The light turned green. The Honda continued through. Griffin made a hard right, took several more evasive turns, all with no idea if the vehicle was or wasn’t following. For him it was just in case. Old habits die hard. When he was certain he was in the clear, he pulled into a driveway of a nondescript warehouse, then hit a remote control on his visor. A bay door opened and he drove into an enclosed garage, the door closing as he pulled in. “Get your things,” he said. “We’ll be changing cars after we get our coffee.”
Fitzpatrick made no comment, merely got out, opened the back door, and took her possessions.
He popped the trunk, gathered his briefcase and bag, then slammed the lid shut, hanging the keys on a wall hook. “This way,” he said. She followed him to an innocuous-looking scarred and battered door at the rear of the bay, bearing a sign that read “Janitorial Supplies.” He lifted the air-conditioning thermostat cover set in the wall adjacent to the door, revealing a biometric scanner and keypad.
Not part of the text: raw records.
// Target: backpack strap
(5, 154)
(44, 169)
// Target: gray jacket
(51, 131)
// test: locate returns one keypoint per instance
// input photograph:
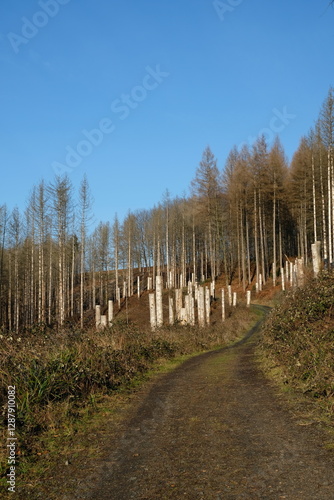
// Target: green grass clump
(298, 337)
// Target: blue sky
(131, 92)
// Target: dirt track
(214, 429)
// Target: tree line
(244, 221)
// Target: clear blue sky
(161, 79)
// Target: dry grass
(298, 339)
(59, 376)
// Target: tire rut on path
(214, 428)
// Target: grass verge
(72, 385)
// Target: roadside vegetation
(61, 378)
(298, 341)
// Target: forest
(244, 221)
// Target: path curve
(214, 428)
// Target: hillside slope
(298, 341)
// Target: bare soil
(214, 428)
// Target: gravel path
(214, 428)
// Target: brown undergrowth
(61, 376)
(298, 342)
He placed his right index finger to the scanner, then punched in his code. The door buzzed open, three inches of solid steel.
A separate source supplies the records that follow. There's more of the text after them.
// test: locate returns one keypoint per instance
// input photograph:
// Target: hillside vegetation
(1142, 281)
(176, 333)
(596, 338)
Fitzpatrick eyed the door, then him. “Must be some damned good coffee you keep in there.”
He indicated she should precede him, and she stepped through the threshold, onto the top landing of a stairwell, the steps faintly lit by unseen lights at the base of the walls. At the bottom, a brick tunnel stretched off in either direction, and the same base lighting illuminated the concrete floor.
“Which way?” she asked as they neared the bottom.
“Turn right. My office is the second door down. The one marked ‘High Voltage.’”
“How apropos,” she muttered. The rumbling of a passing Metro subway train reverberated through the walls, then quickly faded. “Why not just walk in the front door?”
“After the tail, I’d rather not take a chance.”
“And this door?” she asked as they passed one that was unmarked.
“A convoluted exit into the Metro. Comes in handy sometimes.”
The “High Voltage” door appeared just as unassuming as the garage bay door, until it, too, was opened, revealing the several inches of solid gleaming steel. The small space looked like any high-voltage electrical room. The only voltage within, however, was the hidden biometric keypad in one of the boxes, which, once engaged, caused the back wall to slide open, revealing a normal-looking elevator. They stepped in, the door slid shut, and up they went. It stopped on the fifth floor of his building. “My office,” he said.
She looked around, taking in the monotonous off-white walls, standard industrial linoleum flooring. “I give. Where are we?”